在法治化的道路上,媒体的责任是正确公正的报道客观事实,而不是对一些事进行有导向的评论,特别在对于社会广泛关注的案件上的关注度,是最终不利于法官的公正案,因为此时法官的断必须要承受媒体所形成的一种舆论倾向,使法官完全依法判案将面临巨大的社会风险压力,随之,法官将不由自然地随从媒体的倾向对案件进行判决,最终形成事实意义上的媒体判案。
三、对郑案中“媒体判案”因素的理性分析
通过对郑案的基本了解和深入分析了媒体判案的实质,媒体在其中发挥的作用是相当的,具体来说:
1.把郑案与以前的高官腐败案件进行比较是没有必要的,在比较官级和受贿金额等方面不由自主地导致必须对郑进行极刑判决,而不是严格依据事实和法律进行判决,这样媒体的导致宣传作用是明显的,此时,媒体只用客观的方式把郑案这件事通过特定方式公布于众多即可,而没有必要在案件没有最终定案前进行比较研究,只用公布判决的结果即可,即履行一种事实通知的行为,其中不要附合意思因素,这样才能保证更公正的法院判决,即使事实上媒体的宣传没有影响到法院的判决,但这样会使会感觉到法院没有受到任何因素的干扰。
2.媒体在报道郑案时,谈到郑在听到判决后几乎崩溃并配以图片说明,这种情形也没有必要报道,让人感觉到媒体在对郑进行贬义性的隐性评论,运用了一些贬义词的确对郑作为一个自然人的权利侵犯。其实,对任何一个人知道被判决死刑时,会本能性地反应,即使是一个暴力性的犯罪分子处以死刑时,被告人也人当然地处于崩溃的,这也体现出一个人对自己生命的珍惜和自我正常感觉。可见,对任何人处以极刑都会导致这种情形的发生,因此媒体没有必要运用贬义性的词语说明。

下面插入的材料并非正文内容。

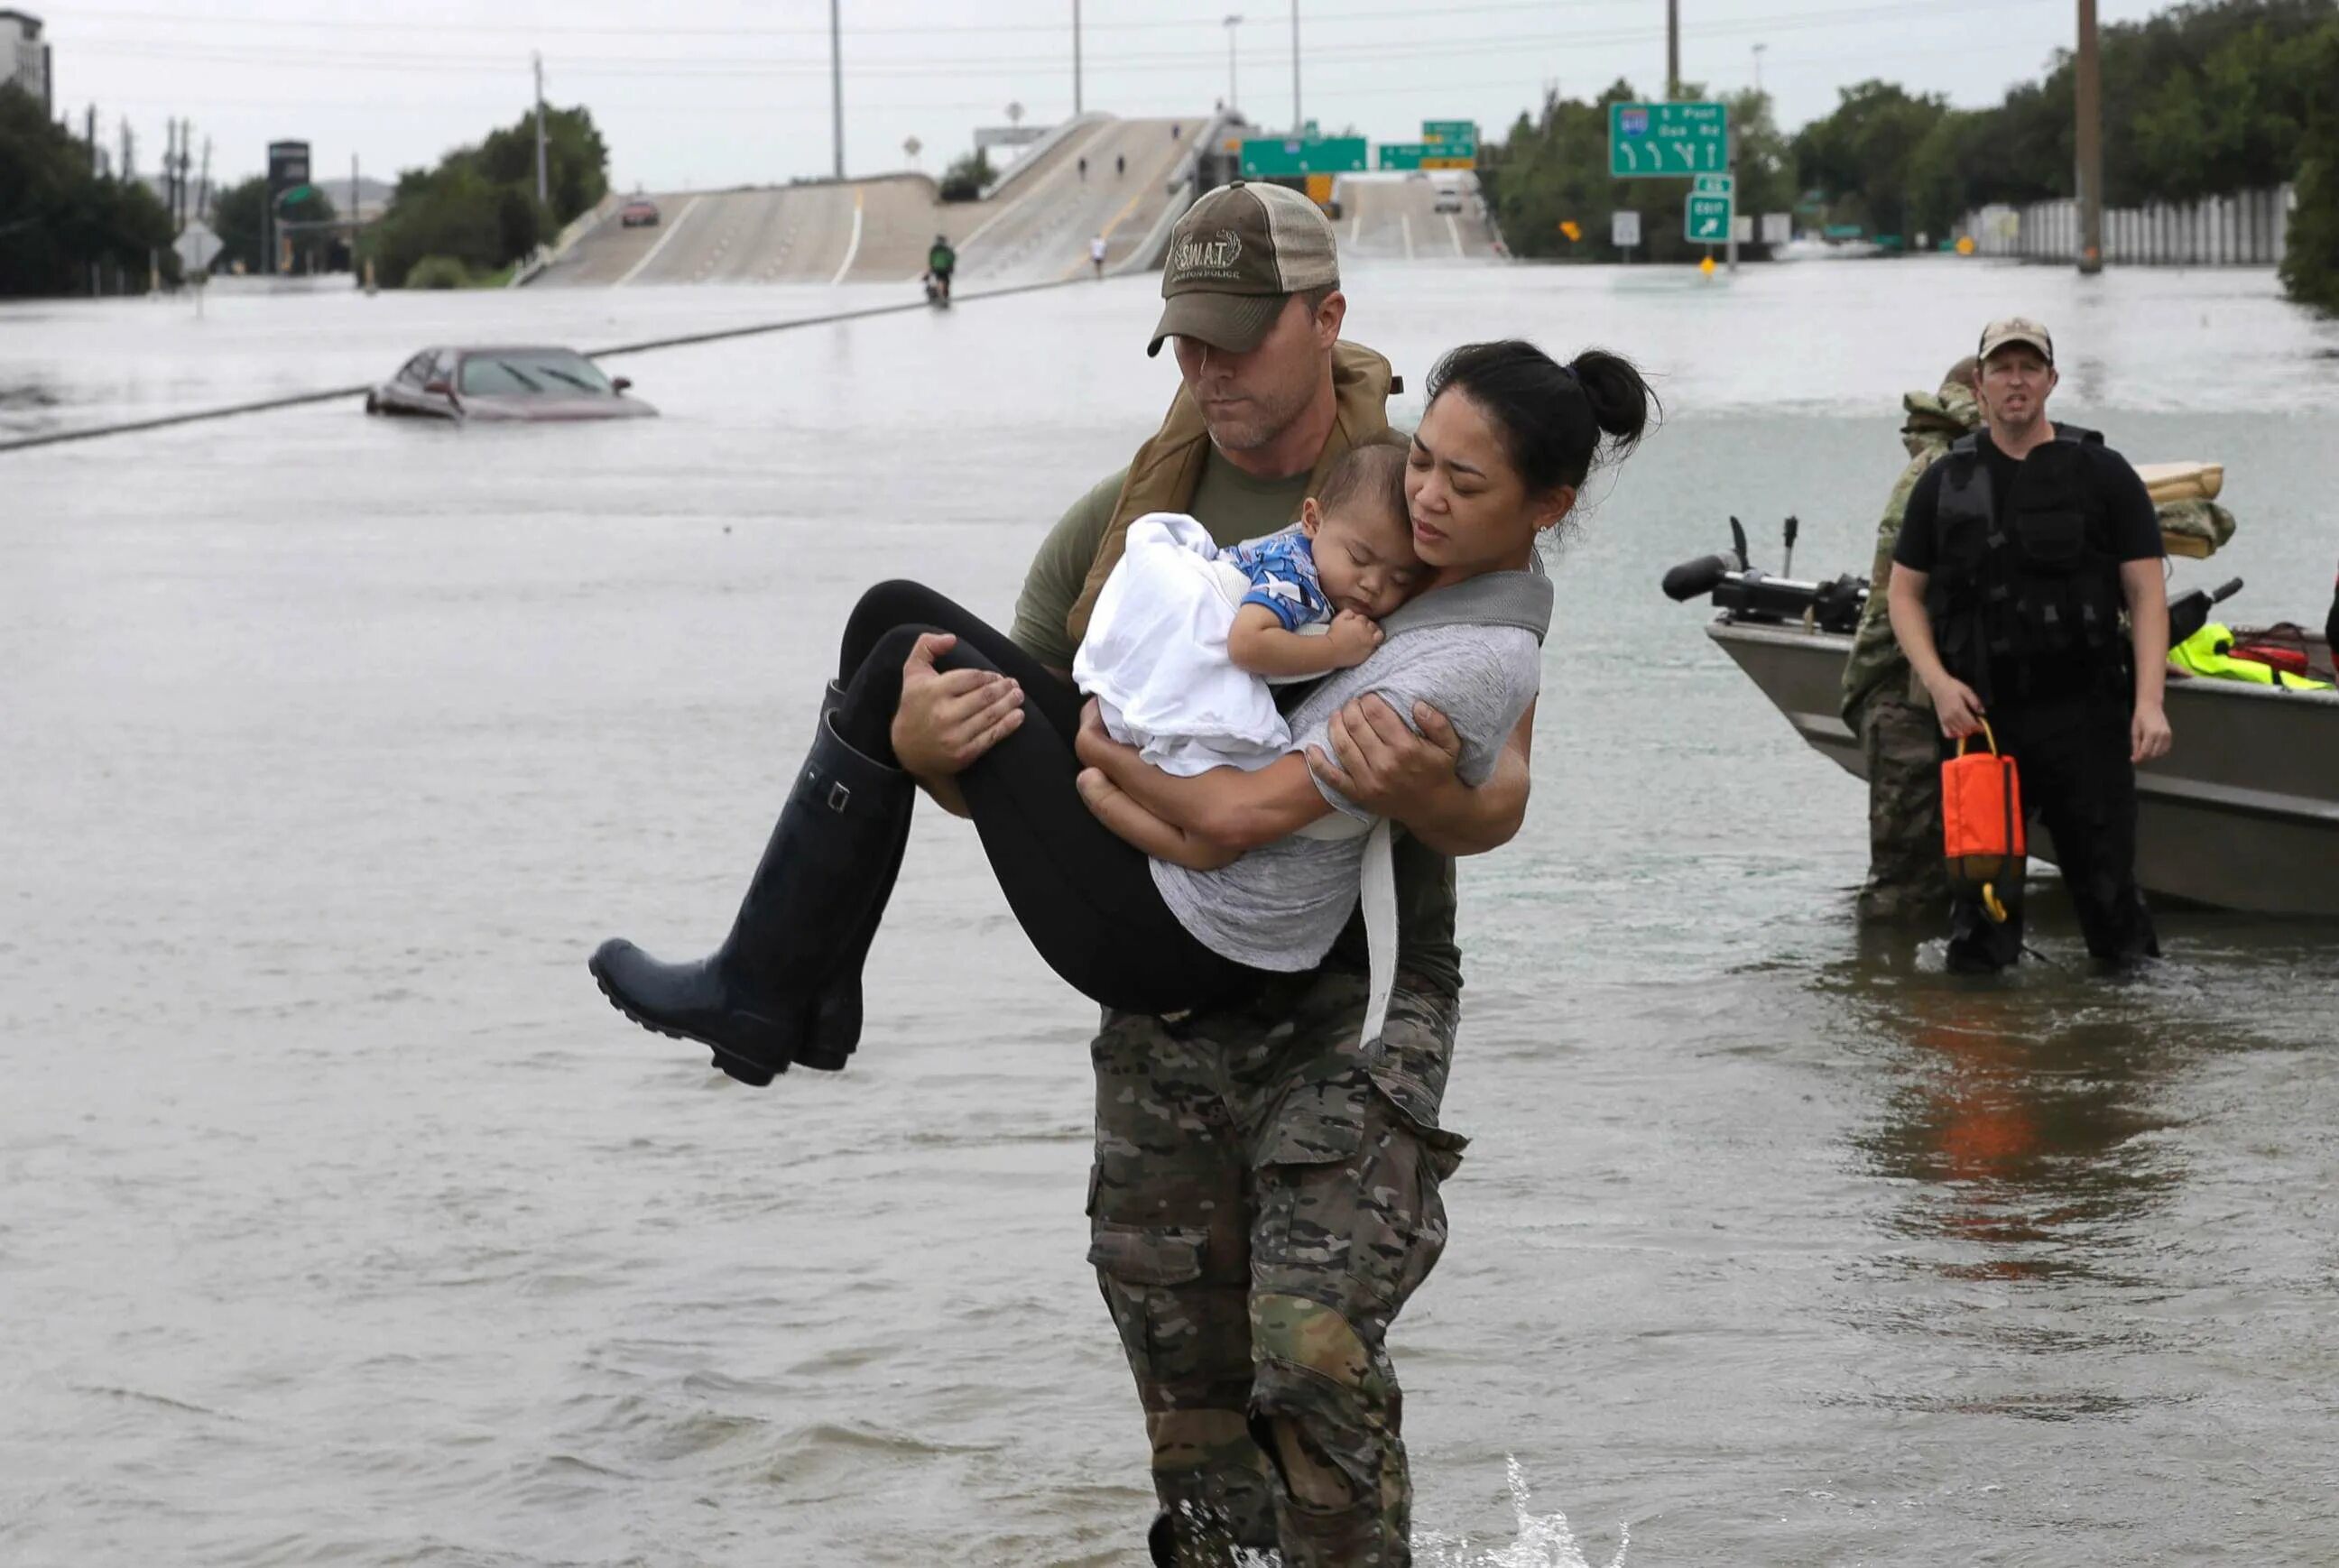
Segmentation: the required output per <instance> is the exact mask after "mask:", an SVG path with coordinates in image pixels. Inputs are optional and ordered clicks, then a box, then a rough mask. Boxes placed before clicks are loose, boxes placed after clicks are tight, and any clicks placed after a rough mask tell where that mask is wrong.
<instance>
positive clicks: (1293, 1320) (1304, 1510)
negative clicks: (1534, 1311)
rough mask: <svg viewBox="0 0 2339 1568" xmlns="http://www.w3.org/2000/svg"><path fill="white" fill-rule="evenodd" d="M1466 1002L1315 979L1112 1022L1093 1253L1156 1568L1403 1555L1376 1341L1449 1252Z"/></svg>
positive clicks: (1399, 1513) (1393, 1450) (1120, 1017)
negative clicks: (1138, 1442)
mask: <svg viewBox="0 0 2339 1568" xmlns="http://www.w3.org/2000/svg"><path fill="white" fill-rule="evenodd" d="M1457 1017H1460V1007H1457V1002H1455V1000H1450V998H1443V995H1415V993H1408V991H1406V988H1403V984H1401V986H1399V993H1396V1000H1394V1005H1392V1010H1389V1026H1387V1031H1385V1033H1382V1045H1380V1047H1378V1049H1375V1052H1371V1054H1368V1052H1364V1049H1361V1047H1359V1045H1357V1033H1359V1024H1361V1019H1364V979H1361V977H1357V974H1345V972H1317V974H1303V977H1293V979H1291V981H1289V984H1279V986H1275V988H1272V993H1270V995H1265V998H1261V1000H1258V1002H1256V1005H1249V1007H1240V1010H1223V1012H1216V1014H1209V1017H1198V1019H1188V1021H1184V1024H1177V1026H1170V1024H1162V1021H1160V1019H1146V1017H1120V1014H1113V1017H1109V1019H1106V1026H1104V1033H1102V1035H1097V1042H1095V1047H1092V1052H1095V1068H1097V1164H1095V1171H1092V1175H1090V1199H1088V1213H1090V1255H1088V1257H1090V1262H1092V1264H1095V1267H1097V1283H1099V1285H1102V1290H1104V1302H1106V1306H1109V1309H1111V1313H1113V1323H1116V1327H1118V1330H1120V1344H1123V1348H1125V1351H1127V1358H1130V1372H1134V1374H1137V1395H1139V1400H1141V1404H1144V1411H1146V1432H1148V1437H1151V1446H1153V1489H1155V1493H1158V1498H1160V1505H1162V1517H1160V1519H1158V1521H1155V1528H1153V1556H1155V1561H1158V1563H1188V1566H1200V1563H1226V1561H1233V1552H1235V1549H1237V1547H1247V1549H1251V1552H1261V1549H1275V1547H1279V1549H1282V1561H1284V1563H1286V1568H1333V1566H1338V1568H1401V1566H1403V1563H1410V1561H1413V1552H1410V1528H1413V1482H1410V1475H1408V1470H1406V1444H1403V1439H1401V1435H1399V1430H1401V1425H1403V1397H1401V1393H1399V1388H1396V1372H1394V1369H1392V1367H1389V1355H1387V1344H1385V1341H1387V1332H1389V1320H1392V1318H1396V1313H1399V1309H1403V1304H1406V1299H1408V1297H1410V1295H1413V1292H1415V1288H1420V1283H1422V1281H1424V1278H1427V1276H1429V1269H1431V1267H1436V1262H1438V1253H1443V1248H1446V1206H1443V1201H1441V1199H1438V1182H1441V1180H1443V1178H1448V1175H1453V1171H1455V1166H1457V1164H1460V1159H1462V1147H1464V1140H1462V1138H1457V1136H1455V1133H1448V1131H1443V1129H1438V1126H1436V1108H1438V1098H1441V1096H1443V1091H1446V1070H1448V1066H1450V1059H1453V1038H1455V1021H1457Z"/></svg>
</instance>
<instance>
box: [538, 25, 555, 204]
mask: <svg viewBox="0 0 2339 1568" xmlns="http://www.w3.org/2000/svg"><path fill="white" fill-rule="evenodd" d="M550 201H552V196H550V194H547V182H545V56H540V54H538V56H536V206H550Z"/></svg>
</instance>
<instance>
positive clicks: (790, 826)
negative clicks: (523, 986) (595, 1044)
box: [587, 713, 917, 1087]
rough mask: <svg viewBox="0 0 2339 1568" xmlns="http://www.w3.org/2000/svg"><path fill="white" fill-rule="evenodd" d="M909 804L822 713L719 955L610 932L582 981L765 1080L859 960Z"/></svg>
mask: <svg viewBox="0 0 2339 1568" xmlns="http://www.w3.org/2000/svg"><path fill="white" fill-rule="evenodd" d="M915 799H917V788H915V785H912V783H910V776H908V773H903V771H901V769H893V766H884V764H882V762H872V759H870V757H863V755H861V752H856V750H854V748H849V745H847V743H844V741H842V738H840V736H837V729H835V722H833V717H830V715H826V713H823V715H821V727H819V736H816V738H814V743H812V750H809V752H807V755H805V766H802V769H798V776H795V788H793V790H791V792H788V804H786V809H781V813H779V825H777V827H774V830H772V841H770V844H767V846H765V851H763V862H760V865H758V867H755V879H753V881H751V883H748V888H746V897H744V900H741V902H739V916H737V918H734V921H732V930H730V937H725V939H723V946H718V949H716V951H713V953H711V956H706V958H699V960H695V963H660V960H655V958H650V956H648V953H643V951H641V949H639V946H634V944H632V942H627V939H622V937H615V939H610V942H603V944H601V949H599V951H594V956H592V963H589V965H587V967H592V977H594V981H599V986H601V993H603V995H608V1000H610V1002H613V1005H615V1007H617V1012H622V1014H625V1017H629V1019H634V1021H636V1024H641V1026H643V1028H650V1031H657V1033H662V1035H674V1038H678V1040H697V1042H699V1045H709V1047H713V1054H716V1066H718V1068H723V1070H725V1073H730V1075H732V1077H737V1080H739V1082H744V1084H755V1087H763V1084H770V1082H772V1075H774V1073H786V1070H788V1063H793V1061H798V1054H800V1052H802V1049H805V1045H807V1038H809V1031H812V1021H814V1012H816V1007H819V998H821V991H823V988H826V986H828V984H830V981H833V979H837V967H840V965H842V963H844V960H847V956H854V963H856V965H858V953H861V951H868V937H865V935H863V923H865V921H870V923H872V921H875V911H879V909H882V907H884V895H886V890H889V888H891V869H893V865H896V858H898V853H901V851H898V841H901V834H903V832H905V830H908V820H910V809H912V804H915ZM821 1066H828V1063H826V1061H823V1063H821ZM837 1066H842V1056H840V1059H837Z"/></svg>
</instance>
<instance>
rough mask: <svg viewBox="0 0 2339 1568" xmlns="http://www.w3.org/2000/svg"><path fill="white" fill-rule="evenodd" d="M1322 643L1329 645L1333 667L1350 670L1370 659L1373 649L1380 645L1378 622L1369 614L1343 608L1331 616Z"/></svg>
mask: <svg viewBox="0 0 2339 1568" xmlns="http://www.w3.org/2000/svg"><path fill="white" fill-rule="evenodd" d="M1324 643H1329V645H1331V654H1333V668H1336V671H1352V668H1357V666H1359V664H1364V661H1366V659H1371V657H1373V650H1375V647H1380V622H1375V619H1373V617H1371V615H1357V612H1354V610H1343V612H1340V615H1336V617H1331V629H1329V631H1326V633H1324Z"/></svg>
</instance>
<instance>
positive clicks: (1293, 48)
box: [1291, 0, 1308, 136]
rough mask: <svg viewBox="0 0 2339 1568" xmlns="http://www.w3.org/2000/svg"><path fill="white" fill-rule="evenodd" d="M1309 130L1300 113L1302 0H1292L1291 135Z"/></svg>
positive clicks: (1292, 135) (1306, 120)
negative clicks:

3.媒体在报道郑案时,认为对郑处以极刑体现了政府的反腐决心,说明了政府在上花大气力真正地在反腐。其实,对郑判处死刑和政府反腐是有一定的联系但又不完全相同的两个方面,对之处以死刑并不是反腐的唯一方式,死刑并不等于反腐,反腐并一定是处以死刑,而且并不是一定要都处以刑罚,反腐其实是一个综合工程,既包括刑事方面的处罚,也包括非刑事方面的处理。难道不对被告人不处以死刑就不是反腐吗?反腐更多的是一个社会意义上的行为,而对被告人处以死刑更是一个法律意义上的行为,从法律上对之处以死刑与从社会学意义进行的反腐不是一个完全相同的概念,其间有某种意义上的重合但并不相同,处以死刑与反腐之间没有很必然的联系,反腐是一个社会综合工程,处以死刑是一个法律程序上的公法行为。因此,媒体在报道时把反腐和处以死刑基本等同起来是不妥的。
4.在社会危害性方面,媒体的宣传得比较大,在这些宣传中都没有见到提及已经被法院认定的社会危害性,当然社会危害性具体大不大,大到什么程度,不应该是媒体说了算,而是法院、法官最有发言权的,如此正式的场合都应该树立一种法官权威的氛围,法院认定了社会危害性是多大就是多大,而在处于这外的媒体就应该根据法院认定的事实依据来宣传,否则将可能超越范围,形成另一个层面不正当的社会危害性。